Five Times More Likely to Get Malware without AV

Computers with no antivirus are five times more likely to get infected with malware than those with protection, according to Microsoft. In the first quarter of 2012, the company found malicious e-mail attachments on almost 3 million computers and detected 7 million Keygens. The activation key generators that users install with “free” software, movies or games often come loaded with malware.

Five Times More Likely to Get Malware without AVMost users don’t have antivirus because the trial period has expired, the software is out of date or it was disabled by malware. Some may also not realize the importance of antivirus so they don’t install it in the first place.
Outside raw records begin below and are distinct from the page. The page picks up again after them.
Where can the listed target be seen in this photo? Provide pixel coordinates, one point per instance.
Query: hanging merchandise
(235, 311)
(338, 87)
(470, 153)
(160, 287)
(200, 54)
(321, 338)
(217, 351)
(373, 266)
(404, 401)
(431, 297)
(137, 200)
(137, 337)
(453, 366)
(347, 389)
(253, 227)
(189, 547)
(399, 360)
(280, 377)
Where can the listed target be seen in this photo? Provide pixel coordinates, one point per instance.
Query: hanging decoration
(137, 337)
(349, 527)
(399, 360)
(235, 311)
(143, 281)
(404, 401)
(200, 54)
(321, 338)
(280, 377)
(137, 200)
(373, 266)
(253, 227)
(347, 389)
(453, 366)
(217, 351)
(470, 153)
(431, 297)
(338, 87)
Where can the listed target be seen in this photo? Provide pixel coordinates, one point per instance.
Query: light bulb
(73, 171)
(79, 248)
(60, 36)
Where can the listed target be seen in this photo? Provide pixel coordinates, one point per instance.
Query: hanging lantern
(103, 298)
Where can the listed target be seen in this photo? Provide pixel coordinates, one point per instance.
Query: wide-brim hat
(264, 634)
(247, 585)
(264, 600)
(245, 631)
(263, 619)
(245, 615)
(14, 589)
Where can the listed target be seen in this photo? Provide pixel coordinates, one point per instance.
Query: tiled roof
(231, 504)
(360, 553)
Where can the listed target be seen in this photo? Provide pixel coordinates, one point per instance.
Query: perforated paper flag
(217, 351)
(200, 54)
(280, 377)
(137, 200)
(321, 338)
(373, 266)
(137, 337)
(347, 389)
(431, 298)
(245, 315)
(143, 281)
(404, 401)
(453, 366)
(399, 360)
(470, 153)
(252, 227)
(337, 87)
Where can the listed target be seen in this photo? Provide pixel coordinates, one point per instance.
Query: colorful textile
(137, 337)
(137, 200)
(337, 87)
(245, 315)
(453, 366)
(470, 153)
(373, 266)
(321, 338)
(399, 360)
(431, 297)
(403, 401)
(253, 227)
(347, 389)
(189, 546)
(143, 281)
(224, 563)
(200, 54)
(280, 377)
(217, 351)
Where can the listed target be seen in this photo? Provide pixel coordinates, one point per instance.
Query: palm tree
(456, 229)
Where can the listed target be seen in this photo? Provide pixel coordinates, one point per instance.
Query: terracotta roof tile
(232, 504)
“An antivirus or antimalware product that offers real-time protection is one of the most crucial defenses a computer user has against these and other malware distribution tactics,” Microsoft representatives said. “Unfortunately, many computers are not protected by real-time antimalware software, either because no such software has been installed, because it has expired, or because it has been disabled intentionally by the user or secretly by malware.”

The Security Intelligence Report also showed Conficker and Autorun worm infections are declining, but web attacks are on the rise. Infections with the two major worms dropped more than a third compared with the figures from 2011.
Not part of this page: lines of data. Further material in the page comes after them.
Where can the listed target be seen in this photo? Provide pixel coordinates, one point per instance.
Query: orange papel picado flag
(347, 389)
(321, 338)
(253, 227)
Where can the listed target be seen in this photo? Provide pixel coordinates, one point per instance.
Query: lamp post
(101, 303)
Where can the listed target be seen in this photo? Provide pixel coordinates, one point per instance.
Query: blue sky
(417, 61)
“In the last quarter of 2012, a person in the enterprise was more likely to encounter attacks through the Web than any of the network worms,” Microsoft senior program manager Holly Stewart told eWEEK.

The paper also showed Blackhole exploits were most common. Six of the top 10 exploits detected in 2012 were components of this exploit kit.

The report analyzed exploits, vulnerabilities, and malware using data from Internet services and over 600 million computers worldwide.

About the author


Bianca Stanescu, the fiercest warrior princess in the Bitdefender news palace, is a down-to-earth journalist, who's always on to a cybertrendy story. She's the industry news guru, who'll always keep a close eye on the AV movers and shakers and report their deeds from a fresh new perspective. Proud mother of one, she covers parental control topics, with a view to valiantly cutting a safe path for children through the Internet thicket. She likes to let words and facts speak for themselves.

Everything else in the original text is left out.